Through all, Freyja remained at the altar by the north gate, chanting in a voice stripped of age and mercy. Her arms bled where the runes opened, white light and blue flickering over the gate. At her word, the torches at the entrance turned against the enemy—fire snaking up the bows of Raven archers, smoke blinding them. Several fell shrieking into the ditch, burning from within.
It was not enough. The Ravens surged again, now under the cover of shriven men and children bound at the fore—slaves, kin taken in earlier raids, their presence freezing the defenders in indecision. Behind them, Ylva herself rode a black horse, her arms lifted, singing in a language that made some men weep and others gnash their teeth. A second wave of burning arrows cut through the dusk, setting half the thatched moots alight; one Skjald elder died howling, mowed down as he tried to shield his daughter.
Betrayal stalked from within: a Valskar woman, caught trying to unlatch the east gate, claimed she was only saving her son—was she an agent of the Raven Queen, or merely broken by fear? Kerr could not tell. He struck her down with the flat of his blade, tears hot and useless in his eyes, and left the Sundr to bind what wounds they could as the siege pressed closer.
By morning, the walls were breached in two places, the snow blackened with soot and blood. Freyja collapsed, exhaustion and spell-ache draining what color she had left. Inga was pulled from a heap of Raven dead, battered but grimly alive. Eirik, wounded, led a dwindling knot of defenders from pit to barricade. Hrawg, refusing to die in bed, hobbled on a spear, driving back an axe-wielder with a roar that woke the embers of Skjald glory—even as he took a wound deep in the flank.
Ylva did not press beyond the breach; her host lingered at the gates, burning, razing, taunting with black flags, but unwilling—perhaps unable—to finish the work by noon. Something in the night’s defense had unsettled even her magic. Or perhaps new horror brewed behind her silent eyes.

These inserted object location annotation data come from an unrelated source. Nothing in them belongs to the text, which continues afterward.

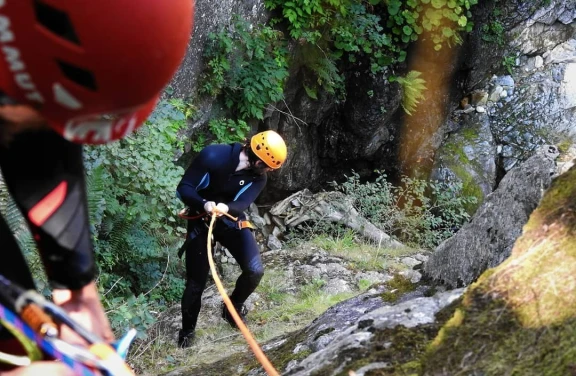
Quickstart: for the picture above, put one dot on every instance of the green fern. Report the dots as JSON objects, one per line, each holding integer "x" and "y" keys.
{"x": 413, "y": 87}
{"x": 17, "y": 224}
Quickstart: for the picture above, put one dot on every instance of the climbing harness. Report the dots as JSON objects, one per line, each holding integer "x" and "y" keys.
{"x": 268, "y": 367}
{"x": 34, "y": 320}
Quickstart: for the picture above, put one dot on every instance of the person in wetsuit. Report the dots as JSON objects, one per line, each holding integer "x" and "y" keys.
{"x": 228, "y": 178}
{"x": 72, "y": 73}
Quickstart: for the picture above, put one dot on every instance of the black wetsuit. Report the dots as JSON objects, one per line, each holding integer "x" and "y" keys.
{"x": 212, "y": 177}
{"x": 45, "y": 176}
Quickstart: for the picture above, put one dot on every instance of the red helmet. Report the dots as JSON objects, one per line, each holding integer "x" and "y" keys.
{"x": 93, "y": 68}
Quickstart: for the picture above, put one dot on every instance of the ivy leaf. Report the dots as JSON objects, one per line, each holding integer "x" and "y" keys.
{"x": 438, "y": 4}
{"x": 447, "y": 32}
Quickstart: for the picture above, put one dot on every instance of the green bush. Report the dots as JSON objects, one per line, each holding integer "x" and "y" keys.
{"x": 413, "y": 90}
{"x": 132, "y": 202}
{"x": 417, "y": 212}
{"x": 377, "y": 30}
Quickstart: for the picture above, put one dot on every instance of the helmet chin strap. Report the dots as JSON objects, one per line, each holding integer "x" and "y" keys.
{"x": 258, "y": 168}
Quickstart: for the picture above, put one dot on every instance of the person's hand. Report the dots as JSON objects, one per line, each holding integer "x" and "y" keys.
{"x": 221, "y": 208}
{"x": 45, "y": 368}
{"x": 209, "y": 206}
{"x": 85, "y": 308}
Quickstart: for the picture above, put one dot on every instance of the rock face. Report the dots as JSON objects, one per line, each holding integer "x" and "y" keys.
{"x": 328, "y": 137}
{"x": 526, "y": 307}
{"x": 209, "y": 16}
{"x": 469, "y": 156}
{"x": 488, "y": 238}
{"x": 504, "y": 118}
{"x": 360, "y": 337}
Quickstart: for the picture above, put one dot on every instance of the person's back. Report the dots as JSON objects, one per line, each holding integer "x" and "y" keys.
{"x": 225, "y": 179}
{"x": 74, "y": 72}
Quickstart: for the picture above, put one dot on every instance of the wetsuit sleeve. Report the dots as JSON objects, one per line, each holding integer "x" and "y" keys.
{"x": 246, "y": 197}
{"x": 197, "y": 177}
{"x": 45, "y": 175}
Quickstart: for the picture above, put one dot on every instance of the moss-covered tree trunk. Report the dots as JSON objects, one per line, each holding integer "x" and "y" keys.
{"x": 520, "y": 318}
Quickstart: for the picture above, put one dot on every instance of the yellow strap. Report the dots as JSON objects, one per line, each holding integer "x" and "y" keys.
{"x": 246, "y": 224}
{"x": 268, "y": 367}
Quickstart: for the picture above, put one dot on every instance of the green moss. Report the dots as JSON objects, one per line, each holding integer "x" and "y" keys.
{"x": 397, "y": 286}
{"x": 490, "y": 340}
{"x": 456, "y": 160}
{"x": 543, "y": 261}
{"x": 399, "y": 347}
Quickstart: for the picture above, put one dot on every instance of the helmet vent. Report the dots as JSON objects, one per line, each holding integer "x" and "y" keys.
{"x": 78, "y": 75}
{"x": 55, "y": 21}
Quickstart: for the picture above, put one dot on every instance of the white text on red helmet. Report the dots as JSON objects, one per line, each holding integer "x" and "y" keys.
{"x": 98, "y": 131}
{"x": 14, "y": 61}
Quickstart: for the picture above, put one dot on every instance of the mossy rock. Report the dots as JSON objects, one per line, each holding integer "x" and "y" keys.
{"x": 520, "y": 318}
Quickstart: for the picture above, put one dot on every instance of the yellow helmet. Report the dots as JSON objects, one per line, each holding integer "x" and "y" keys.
{"x": 270, "y": 148}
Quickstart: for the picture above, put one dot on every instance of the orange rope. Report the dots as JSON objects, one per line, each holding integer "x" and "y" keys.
{"x": 268, "y": 367}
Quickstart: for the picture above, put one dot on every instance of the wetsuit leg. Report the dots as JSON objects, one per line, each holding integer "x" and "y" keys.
{"x": 243, "y": 247}
{"x": 13, "y": 265}
{"x": 197, "y": 268}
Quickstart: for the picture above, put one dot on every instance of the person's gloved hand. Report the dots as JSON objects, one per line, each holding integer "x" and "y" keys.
{"x": 209, "y": 206}
{"x": 221, "y": 208}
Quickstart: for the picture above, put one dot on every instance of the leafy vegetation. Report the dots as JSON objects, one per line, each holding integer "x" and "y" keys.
{"x": 247, "y": 66}
{"x": 377, "y": 30}
{"x": 417, "y": 212}
{"x": 413, "y": 90}
{"x": 133, "y": 217}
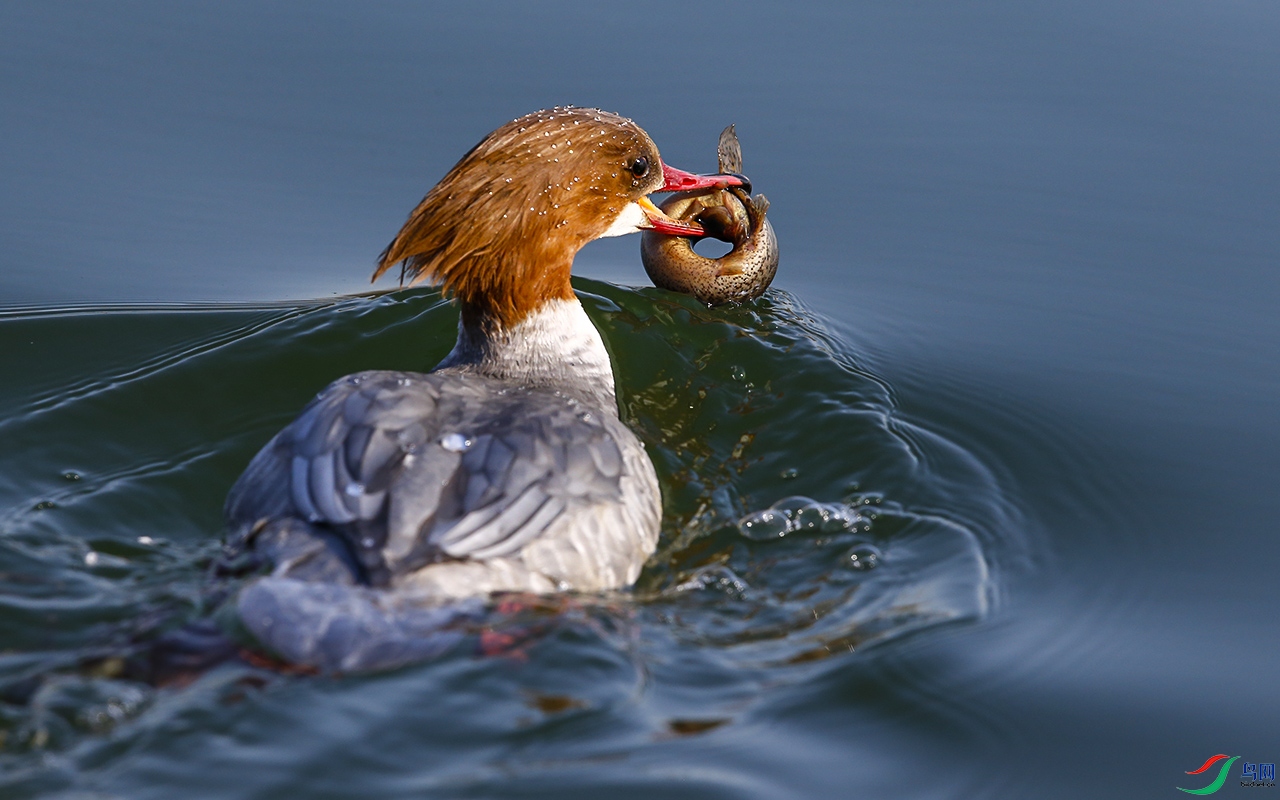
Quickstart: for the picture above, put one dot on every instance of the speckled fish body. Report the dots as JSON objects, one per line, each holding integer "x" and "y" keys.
{"x": 730, "y": 215}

The survivors, bloodied and half-mad with loss, gathered at Kerr's call, staring at walls ruined half to rubble, at kin who wept for their dead or glared with the rage of the prey denied death. The runes still bled at the gates; the altar’s fire guttered, burning blue.
Kerr did not claim victory. He lifted his voice, more growl than speech:
“We are not broken, not yet. But if you would quarrel, do so on your own. If you would curse the Wolf for bargains made—blade or spell or both—remember what waits if we lose. Today, we killed as monsters to live as men.”
Across the battered moot, no one could answer. The clans—what was left—stood divided by loss and bound only by dread. Ravens spun above, feasting on ruined dead.
Below, Kerr and those who still walked counted their wounds and their trust, measuring each to see which hurt more. They had survived, but unity flickered on the edge of ash, warmed only by the uneasy dance of blade and flame.